Duvvuri Subbarao, Governor of the Reserve Bank of India, struck an optimistic note on India’s growth path through the recent financial crisis and its prospects for the future.
Speaking at the Peterson Institute here on Monday following his attendance of the Spring Meetings of the International Monetary Fund-World Bank over the weekend, Mr. Subbarao said, “The growth drivers that powered India’s high growth in the years before the crisis are all intact.”
He added that the challenge for the government and the Reserve Bank of India was to move forward with reforms to steer the economy to a higher growth path that was sustainable and equitable.
Mr. Subbarao touched upon five key policy areas during his speech — capital flows, exchange rate management, inflation targeting, the harmonising of monetary and fiscal policies, and necessary improvements in India’s monetary policy transmission.
Arguing that India clocked an average growth rate of 9 per cent in the five years prior to 2007–08, he said that growth momentum had indeed been interrupted by the financial crisis, “more than we had originally thought but less than it did most other countries”.
He said that despite growth falling below 6 per cent for one quarter, the growth for the full year 2008–09 was “a resilient 6.7 per cent… [and] current estimates are that the economy had grown between 7.2 and 7.5 per cent for the just ended fiscal year 2009–10 and that growth for 2010–11 will be +8 percent”.
On capital flows, Mr. Subbarao said, “India’s approach to managing capital flows too has been pragmatic, transparent, and contestable. We prefer long-term flows to short-term flows and non-debt flows to debt flows.”

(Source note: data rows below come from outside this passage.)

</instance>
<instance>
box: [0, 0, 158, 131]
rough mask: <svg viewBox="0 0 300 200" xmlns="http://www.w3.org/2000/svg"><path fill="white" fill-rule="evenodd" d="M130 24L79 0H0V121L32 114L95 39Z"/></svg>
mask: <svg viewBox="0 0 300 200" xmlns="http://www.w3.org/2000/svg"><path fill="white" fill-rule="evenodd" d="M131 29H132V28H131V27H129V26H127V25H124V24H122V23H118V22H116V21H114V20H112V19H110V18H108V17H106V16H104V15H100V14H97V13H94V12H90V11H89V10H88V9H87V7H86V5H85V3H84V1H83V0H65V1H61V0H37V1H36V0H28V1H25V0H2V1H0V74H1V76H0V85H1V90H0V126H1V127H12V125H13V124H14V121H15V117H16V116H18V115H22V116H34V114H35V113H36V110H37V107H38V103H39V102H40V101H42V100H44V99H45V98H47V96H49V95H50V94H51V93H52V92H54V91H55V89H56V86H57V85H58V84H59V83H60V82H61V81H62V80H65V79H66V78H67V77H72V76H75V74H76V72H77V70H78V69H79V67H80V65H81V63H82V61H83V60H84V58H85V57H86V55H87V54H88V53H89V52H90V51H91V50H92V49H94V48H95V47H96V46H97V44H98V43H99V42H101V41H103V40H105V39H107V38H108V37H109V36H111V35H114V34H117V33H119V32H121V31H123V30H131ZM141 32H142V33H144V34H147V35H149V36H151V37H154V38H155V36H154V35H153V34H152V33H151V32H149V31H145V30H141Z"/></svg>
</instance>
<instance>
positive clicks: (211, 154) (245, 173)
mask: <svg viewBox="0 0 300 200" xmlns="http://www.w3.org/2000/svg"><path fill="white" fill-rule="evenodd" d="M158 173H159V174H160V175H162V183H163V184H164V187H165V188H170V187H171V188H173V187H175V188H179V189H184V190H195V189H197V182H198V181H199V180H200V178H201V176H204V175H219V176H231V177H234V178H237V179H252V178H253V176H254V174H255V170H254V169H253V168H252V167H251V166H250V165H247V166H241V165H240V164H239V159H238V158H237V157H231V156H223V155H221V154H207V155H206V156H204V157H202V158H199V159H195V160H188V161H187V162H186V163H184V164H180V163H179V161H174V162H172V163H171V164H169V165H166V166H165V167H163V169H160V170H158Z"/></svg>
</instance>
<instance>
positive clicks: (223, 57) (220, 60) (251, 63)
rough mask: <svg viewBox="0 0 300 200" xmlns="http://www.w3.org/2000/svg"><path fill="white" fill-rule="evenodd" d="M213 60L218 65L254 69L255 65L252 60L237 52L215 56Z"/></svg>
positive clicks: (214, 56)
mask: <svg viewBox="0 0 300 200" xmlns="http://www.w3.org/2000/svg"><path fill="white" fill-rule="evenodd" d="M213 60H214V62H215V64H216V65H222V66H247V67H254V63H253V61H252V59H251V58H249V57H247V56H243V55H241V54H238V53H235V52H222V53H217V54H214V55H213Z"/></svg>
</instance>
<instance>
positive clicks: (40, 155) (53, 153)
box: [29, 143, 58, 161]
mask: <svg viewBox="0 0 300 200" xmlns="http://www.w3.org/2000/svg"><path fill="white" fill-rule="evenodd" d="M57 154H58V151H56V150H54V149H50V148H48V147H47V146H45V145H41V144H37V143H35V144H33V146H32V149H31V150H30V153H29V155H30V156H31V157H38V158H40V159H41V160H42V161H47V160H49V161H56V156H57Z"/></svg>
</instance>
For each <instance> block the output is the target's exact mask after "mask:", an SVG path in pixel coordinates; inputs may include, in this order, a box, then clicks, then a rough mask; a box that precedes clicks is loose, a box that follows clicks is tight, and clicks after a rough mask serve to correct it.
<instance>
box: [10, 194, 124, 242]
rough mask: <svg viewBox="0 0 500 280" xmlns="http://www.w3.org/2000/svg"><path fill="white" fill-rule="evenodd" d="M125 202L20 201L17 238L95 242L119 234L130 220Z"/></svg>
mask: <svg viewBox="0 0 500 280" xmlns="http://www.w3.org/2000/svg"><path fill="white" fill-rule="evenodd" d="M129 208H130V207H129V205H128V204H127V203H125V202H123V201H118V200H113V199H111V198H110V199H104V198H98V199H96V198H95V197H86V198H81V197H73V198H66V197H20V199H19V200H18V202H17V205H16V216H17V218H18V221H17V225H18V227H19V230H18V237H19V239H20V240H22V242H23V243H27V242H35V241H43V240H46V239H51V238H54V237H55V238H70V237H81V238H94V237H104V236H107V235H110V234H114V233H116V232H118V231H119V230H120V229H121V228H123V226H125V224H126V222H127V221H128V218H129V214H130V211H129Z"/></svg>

He corroborated this policy stance with evidence from the aftermath of the financial crisis: “The recent crisis saw, across emerging economies, a rough correlation between the extent of openness of the capital account and the extent of adverse impact of the crisis. Surely, this should not be read as a denouncement of open capital account, but a powerful demonstration of the tenet that premature opening hurts more than it helps.”
Mr. Subbarao added that it was notable that the IMF published a policy note in February 2010 that reversed its long-held orthodoxy and admitted there could be certain “circumstances in which capital controls can be a legitimate component of the policy response to surges in capital flows”.
Regarding exchange rate management, Mr. Subbarao clarified that the RBI intervened in the market only to smooth volatility that is harmful to trade and investment. He said the “abrupt” reversal of capital flows in the crisis year 2008–09 — in marked contrast to prior years — however showed that India did in fact have a flexible exchange rate, and “also evidences the increasing flexibility of the rate over time in relation to the magnitude of flows”.
On inflation targeting, Mr. Subbarao claimed that the RBI would never be a pure inflation targeter given the larger developmental context in India. He further said, “Price stability does not necessarily ensure financial stability.”
However, he noted that with regard to harmonising fiscal and monetary policies, both the government and the RBI had begun the process of exit from the expansionary stances of the crisis period. “The government has programmed a reduction in the gross fiscal deficit from 6.8 percent of GDP in fiscal year 2009–10 to 5.5 percent of GDP in 2010–11,” he explained.
On India’s monetary transmission mechanism, the process by which the central bank's policy signals influence the financial markets, Mr. Subbarao said in India it “has been improving but is yet to fully mature”. However. he said that improving monetary transmission was important if the RBI’s efforts at promoting growth with price stability were to be effective.